Alternatively, the protrusion 313 may have a regular or irregular shape, and, for example, a side of the protrusion 313 facing the electrode assembly 32 may have a flat plane, or the protrusion 313 may have an arc shape facing the electrode assembly 32.

The protrusion 313 is provided at a side of the second wall 312 facing the receiving chamber 31a, and the protrusion 313 and the second wall 312 may be integrally formed, or the protrusion 313 and the second wall 312 may be separately formed and the protrusion 313 may be connected to the side of the second wall 312 facing the receiving chamber 31a by welding or bonding.

Alternatively, the protrusion 313 may be elastic, or the protrusion 313 may be inelastic.

At least a portion of the surface of the electrode assembly 32 opposite to the protrusion 313 may be flat, and thus, since the electrode assembly 32 expands during the cyclic charge and discharge, the surface of the electrode assembly 32 opposite to the protrusion 313 may be flat only in one state during the cyclic charge and discharge of the electrode assembly 32, but may not be flat in other states.

Illustratively, in the wound electrode assembly, the electrode assembly 32 is formed through a cold pressing process after being wound, at this time, the surface of the electrode assembly 32 opposite to the protrusion 313 is flat, while the surface of the electrode assembly 32 opposite to the protrusion 313 is curved due to expansion during the formation process of the electrode assembly 32, and then at least a portion of the surface of the electrode assembly 32 opposite to the protrusion 313 is deformed to be flat by restoration during the discharge process or in a full discharge state of the electrode assembly 32.

The protrusions 313 are provided at the side of the second wall 312 facing the receiving chamber 31a, and then the distances between the electrode assemblies 32 corresponding to the different positions of the second wall 312 and the second wall 312 or between the electrode assemblies 32 and the protrusions 313 are different, and then the group margins of the battery cells 30 corresponding to the different positions of the second wall 312 are different. In this way, by reducing the gap between the protrusion 313 or the second wall 312 and the electrode assembly 32, during the expansion of the electrode assembly 32, the electrode assembly 32 gradually contacts and abuts against the protrusion 313, so that the protrusion 313 provides a certain binding force to the electrode assembly 32, which is beneficial to reducing the risk of wrinkling of the electrode assembly 32 during the expansion.

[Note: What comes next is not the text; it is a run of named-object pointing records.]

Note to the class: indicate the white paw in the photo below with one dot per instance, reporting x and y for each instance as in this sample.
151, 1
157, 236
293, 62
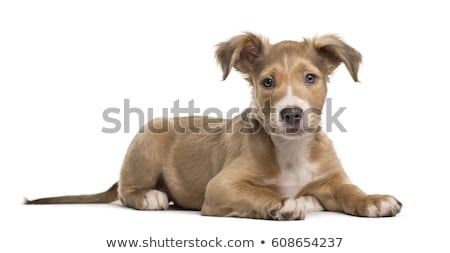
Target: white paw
379, 206
156, 200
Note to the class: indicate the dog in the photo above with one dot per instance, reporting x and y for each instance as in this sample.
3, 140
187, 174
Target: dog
276, 163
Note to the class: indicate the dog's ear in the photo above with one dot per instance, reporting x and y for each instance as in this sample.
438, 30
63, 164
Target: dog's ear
335, 51
240, 52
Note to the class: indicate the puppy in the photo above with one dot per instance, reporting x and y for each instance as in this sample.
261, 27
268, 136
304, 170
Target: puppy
270, 162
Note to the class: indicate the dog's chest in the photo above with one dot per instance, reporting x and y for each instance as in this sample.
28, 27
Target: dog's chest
296, 169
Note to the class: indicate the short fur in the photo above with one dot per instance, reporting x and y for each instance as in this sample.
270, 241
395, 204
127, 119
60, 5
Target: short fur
259, 169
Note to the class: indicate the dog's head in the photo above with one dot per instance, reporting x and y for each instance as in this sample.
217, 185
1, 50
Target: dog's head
288, 78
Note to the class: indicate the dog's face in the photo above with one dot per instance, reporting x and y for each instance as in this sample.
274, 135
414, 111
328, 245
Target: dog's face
289, 79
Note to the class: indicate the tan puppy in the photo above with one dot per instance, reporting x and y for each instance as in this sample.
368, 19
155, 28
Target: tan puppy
270, 162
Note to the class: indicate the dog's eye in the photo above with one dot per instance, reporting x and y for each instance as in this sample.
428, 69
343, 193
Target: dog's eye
310, 78
268, 83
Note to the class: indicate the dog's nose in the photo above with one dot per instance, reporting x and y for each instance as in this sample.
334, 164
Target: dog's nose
291, 115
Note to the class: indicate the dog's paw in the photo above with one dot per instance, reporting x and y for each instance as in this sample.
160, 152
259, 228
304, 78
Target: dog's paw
155, 200
379, 206
290, 209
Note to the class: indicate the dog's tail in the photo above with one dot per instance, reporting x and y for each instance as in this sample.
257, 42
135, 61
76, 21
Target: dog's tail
105, 197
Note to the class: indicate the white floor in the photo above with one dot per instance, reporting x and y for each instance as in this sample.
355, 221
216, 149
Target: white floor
85, 228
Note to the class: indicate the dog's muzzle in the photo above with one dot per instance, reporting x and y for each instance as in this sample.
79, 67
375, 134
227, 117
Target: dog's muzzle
291, 116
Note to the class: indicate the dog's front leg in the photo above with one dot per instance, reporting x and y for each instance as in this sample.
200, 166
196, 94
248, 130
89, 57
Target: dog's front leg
230, 194
338, 195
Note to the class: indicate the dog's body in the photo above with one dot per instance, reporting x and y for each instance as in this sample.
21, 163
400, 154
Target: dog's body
272, 162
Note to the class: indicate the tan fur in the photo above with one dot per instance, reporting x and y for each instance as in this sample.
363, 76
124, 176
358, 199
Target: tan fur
227, 172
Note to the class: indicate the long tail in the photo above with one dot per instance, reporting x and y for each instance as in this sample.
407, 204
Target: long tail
105, 197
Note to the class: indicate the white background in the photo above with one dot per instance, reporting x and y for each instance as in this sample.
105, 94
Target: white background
63, 62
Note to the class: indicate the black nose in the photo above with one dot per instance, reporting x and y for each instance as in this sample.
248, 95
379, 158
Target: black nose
291, 115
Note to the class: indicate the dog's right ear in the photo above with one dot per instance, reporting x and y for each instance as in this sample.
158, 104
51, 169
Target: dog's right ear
240, 52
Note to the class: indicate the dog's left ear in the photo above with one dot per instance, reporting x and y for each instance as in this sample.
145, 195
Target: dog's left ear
335, 51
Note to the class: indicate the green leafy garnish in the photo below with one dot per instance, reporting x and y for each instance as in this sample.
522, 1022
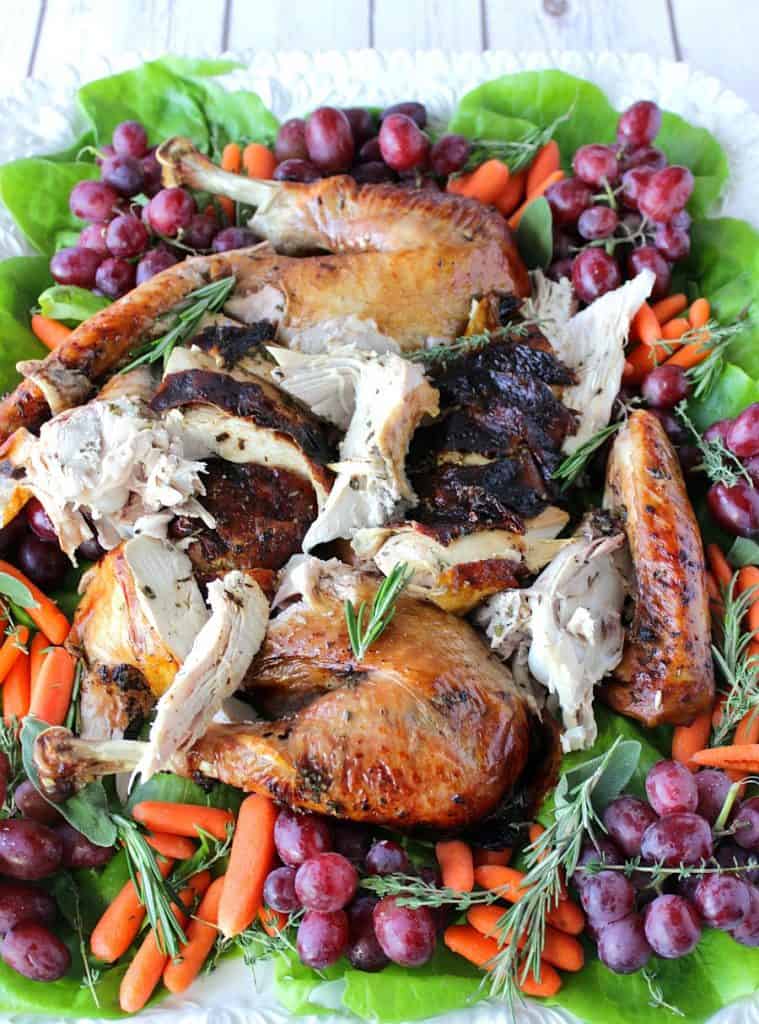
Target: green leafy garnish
363, 634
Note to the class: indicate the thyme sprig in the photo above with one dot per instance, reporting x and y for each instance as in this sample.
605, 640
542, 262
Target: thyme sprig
366, 625
186, 316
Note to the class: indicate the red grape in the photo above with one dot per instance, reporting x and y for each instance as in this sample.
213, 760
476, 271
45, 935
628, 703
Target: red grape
648, 258
154, 262
115, 278
626, 820
279, 890
130, 138
403, 144
672, 927
713, 786
170, 210
406, 935
20, 901
126, 236
417, 112
595, 164
671, 787
296, 170
449, 155
298, 837
329, 139
92, 201
639, 124
623, 945
665, 386
34, 951
743, 436
290, 142
327, 882
322, 938
735, 509
667, 193
721, 900
567, 199
43, 562
75, 266
673, 243
677, 839
593, 273
605, 897
29, 850
597, 222
386, 857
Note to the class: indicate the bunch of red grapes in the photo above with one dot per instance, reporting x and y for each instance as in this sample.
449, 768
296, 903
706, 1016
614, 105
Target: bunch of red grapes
628, 918
624, 210
126, 242
36, 843
320, 875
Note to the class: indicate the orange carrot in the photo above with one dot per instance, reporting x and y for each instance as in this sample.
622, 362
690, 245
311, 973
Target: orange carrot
686, 739
560, 949
250, 861
467, 942
486, 183
47, 616
497, 857
11, 649
258, 161
15, 691
719, 564
673, 305
516, 216
201, 933
171, 846
121, 921
145, 969
182, 819
457, 865
49, 332
645, 326
53, 687
512, 195
700, 312
546, 162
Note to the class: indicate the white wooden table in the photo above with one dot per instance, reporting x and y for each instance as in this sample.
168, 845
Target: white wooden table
715, 37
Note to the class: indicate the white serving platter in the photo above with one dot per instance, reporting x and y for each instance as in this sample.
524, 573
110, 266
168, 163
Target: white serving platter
40, 116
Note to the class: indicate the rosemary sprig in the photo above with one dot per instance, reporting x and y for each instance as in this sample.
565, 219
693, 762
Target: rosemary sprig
363, 634
719, 464
204, 300
739, 668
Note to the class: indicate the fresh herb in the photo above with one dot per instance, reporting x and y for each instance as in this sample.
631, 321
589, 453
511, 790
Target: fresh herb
363, 634
204, 300
739, 668
719, 464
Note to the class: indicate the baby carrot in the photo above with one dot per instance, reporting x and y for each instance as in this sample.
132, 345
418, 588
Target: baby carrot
15, 690
53, 687
201, 933
673, 305
457, 865
250, 861
48, 331
121, 921
486, 183
546, 162
182, 819
700, 312
47, 616
11, 649
258, 161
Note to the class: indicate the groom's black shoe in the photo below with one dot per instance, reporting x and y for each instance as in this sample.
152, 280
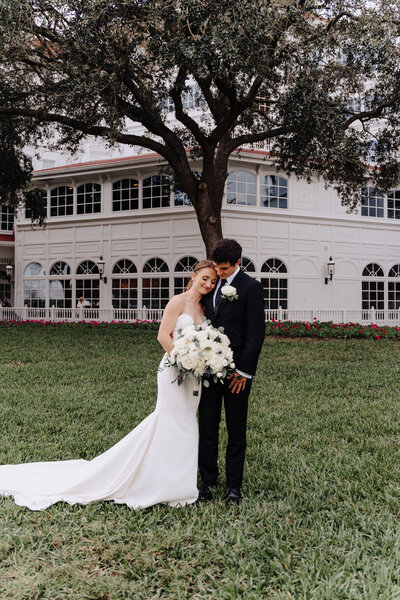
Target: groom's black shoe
233, 496
204, 493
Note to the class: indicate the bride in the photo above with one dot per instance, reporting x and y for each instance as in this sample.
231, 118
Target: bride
157, 461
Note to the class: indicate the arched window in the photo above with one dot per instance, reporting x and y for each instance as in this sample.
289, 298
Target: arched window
6, 218
34, 286
126, 194
34, 270
247, 265
371, 202
87, 267
394, 288
275, 285
88, 198
373, 287
274, 191
184, 265
5, 285
60, 285
156, 191
124, 284
241, 188
61, 201
87, 283
155, 289
60, 268
155, 265
394, 204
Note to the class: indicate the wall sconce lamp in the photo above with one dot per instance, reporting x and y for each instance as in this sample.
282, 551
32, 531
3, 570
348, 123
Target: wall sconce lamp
100, 264
330, 267
9, 270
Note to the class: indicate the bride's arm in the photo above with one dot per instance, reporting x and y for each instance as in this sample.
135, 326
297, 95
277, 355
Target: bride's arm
171, 313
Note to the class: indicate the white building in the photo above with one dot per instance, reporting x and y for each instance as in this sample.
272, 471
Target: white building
123, 210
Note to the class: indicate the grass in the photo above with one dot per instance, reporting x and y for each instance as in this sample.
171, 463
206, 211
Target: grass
321, 515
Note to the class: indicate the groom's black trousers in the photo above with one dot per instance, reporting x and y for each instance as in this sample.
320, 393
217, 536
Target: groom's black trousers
236, 419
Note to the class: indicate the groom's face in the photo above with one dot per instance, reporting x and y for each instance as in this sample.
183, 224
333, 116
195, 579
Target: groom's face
224, 270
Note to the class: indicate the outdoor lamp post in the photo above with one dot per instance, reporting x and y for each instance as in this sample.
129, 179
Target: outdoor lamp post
100, 264
330, 267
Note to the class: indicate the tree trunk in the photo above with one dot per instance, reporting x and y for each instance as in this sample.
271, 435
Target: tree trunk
208, 213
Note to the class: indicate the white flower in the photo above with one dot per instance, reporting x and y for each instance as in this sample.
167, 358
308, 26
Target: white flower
188, 361
228, 290
201, 350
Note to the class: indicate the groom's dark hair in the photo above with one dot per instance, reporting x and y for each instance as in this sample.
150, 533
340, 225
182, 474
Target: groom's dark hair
226, 251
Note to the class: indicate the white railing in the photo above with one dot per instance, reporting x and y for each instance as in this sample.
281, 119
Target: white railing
336, 315
79, 314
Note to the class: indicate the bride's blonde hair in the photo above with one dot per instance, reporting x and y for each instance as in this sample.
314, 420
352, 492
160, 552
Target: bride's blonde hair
202, 264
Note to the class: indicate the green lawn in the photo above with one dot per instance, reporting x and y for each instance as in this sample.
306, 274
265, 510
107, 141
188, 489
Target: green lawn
321, 515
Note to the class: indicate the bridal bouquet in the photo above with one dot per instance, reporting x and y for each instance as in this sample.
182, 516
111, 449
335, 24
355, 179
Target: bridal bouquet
202, 351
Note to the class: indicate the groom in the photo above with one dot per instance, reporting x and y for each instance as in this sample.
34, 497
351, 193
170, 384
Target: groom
241, 314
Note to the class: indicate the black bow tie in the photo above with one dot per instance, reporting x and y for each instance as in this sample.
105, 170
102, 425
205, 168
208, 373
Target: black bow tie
218, 296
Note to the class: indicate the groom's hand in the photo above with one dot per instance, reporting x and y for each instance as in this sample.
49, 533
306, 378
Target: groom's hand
238, 383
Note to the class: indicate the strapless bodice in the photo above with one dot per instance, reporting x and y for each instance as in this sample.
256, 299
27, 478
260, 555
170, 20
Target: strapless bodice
182, 321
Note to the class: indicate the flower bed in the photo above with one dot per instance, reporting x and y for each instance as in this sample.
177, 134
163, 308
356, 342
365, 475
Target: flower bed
82, 324
331, 330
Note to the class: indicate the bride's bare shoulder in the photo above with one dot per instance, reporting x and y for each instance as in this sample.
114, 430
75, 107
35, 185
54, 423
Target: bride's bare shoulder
178, 301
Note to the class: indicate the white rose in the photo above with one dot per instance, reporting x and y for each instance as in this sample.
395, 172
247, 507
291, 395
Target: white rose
216, 364
188, 361
228, 291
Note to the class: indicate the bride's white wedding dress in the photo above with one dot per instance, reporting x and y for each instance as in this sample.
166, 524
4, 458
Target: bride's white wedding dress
155, 463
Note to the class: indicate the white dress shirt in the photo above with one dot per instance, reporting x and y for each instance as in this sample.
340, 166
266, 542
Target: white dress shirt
228, 281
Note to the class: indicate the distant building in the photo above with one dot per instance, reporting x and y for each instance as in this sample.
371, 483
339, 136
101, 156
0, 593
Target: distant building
123, 209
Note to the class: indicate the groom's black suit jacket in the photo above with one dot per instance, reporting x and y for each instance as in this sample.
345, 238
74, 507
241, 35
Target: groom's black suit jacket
243, 321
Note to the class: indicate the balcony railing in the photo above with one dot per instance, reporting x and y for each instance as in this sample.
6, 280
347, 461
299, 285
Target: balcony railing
128, 315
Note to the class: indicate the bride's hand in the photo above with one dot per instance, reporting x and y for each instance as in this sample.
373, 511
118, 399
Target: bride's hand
238, 383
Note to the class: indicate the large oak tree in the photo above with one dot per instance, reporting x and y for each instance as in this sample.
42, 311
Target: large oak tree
286, 71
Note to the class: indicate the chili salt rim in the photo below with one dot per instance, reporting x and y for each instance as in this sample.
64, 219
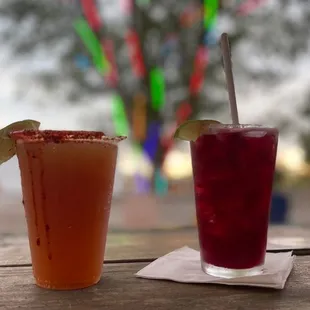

The side of the second wall 312 facing away from the accommodating cavity 31a is straight, and the second wall 312 can be flat, so that after the battery cell 30 forms the battery 10, the side of the second wall 312 facing away from the accommodating cavity 31a can be attached to the relevant heat exchange component, so as to ensure the heat exchange rate of the battery cell 30, timely and efficiently heat up or cool down the battery cell 30, and facilitate the normal operation of the battery cell 30.

The electrode assembly 32 may be a wound electrode assembly, or the electrode assembly 32 may be a laminated electrode assembly.

According to the battery cell 30 provided by the embodiment of the application, at least one protrusion 313 is arranged on one side of the second wall 312 facing the accommodating cavity 31a, and one side of the second wall 312 facing away from the accommodating cavity 31a is straight, so that a certain binding force can be provided for expansion of the electrode assembly 32 by using the protrusion 313 in the process of expansion of the electrode assembly 32, the risk of wrinkling of a pole piece of the electrode assembly 32 is reduced, and the contact area between the second wall 312 and related heat exchange components is favorably increased after the battery cell 30 is assembled into the battery 10 due to the straight side of the second wall 312 facing away from the accommodating cavity 31a, the risk of wrinkling of the pole piece of the electrode assembly 32 is favorably reduced, and further, the battery cell 30 is favorably ensured to have a higher heat exchange rate on the premise of reducing the risk of lithium precipitation of the electrode assembly 32, and the battery cell 30 is timely and efficiently heated or cooled, so that the reliability of the battery cell 30 is favorably improved.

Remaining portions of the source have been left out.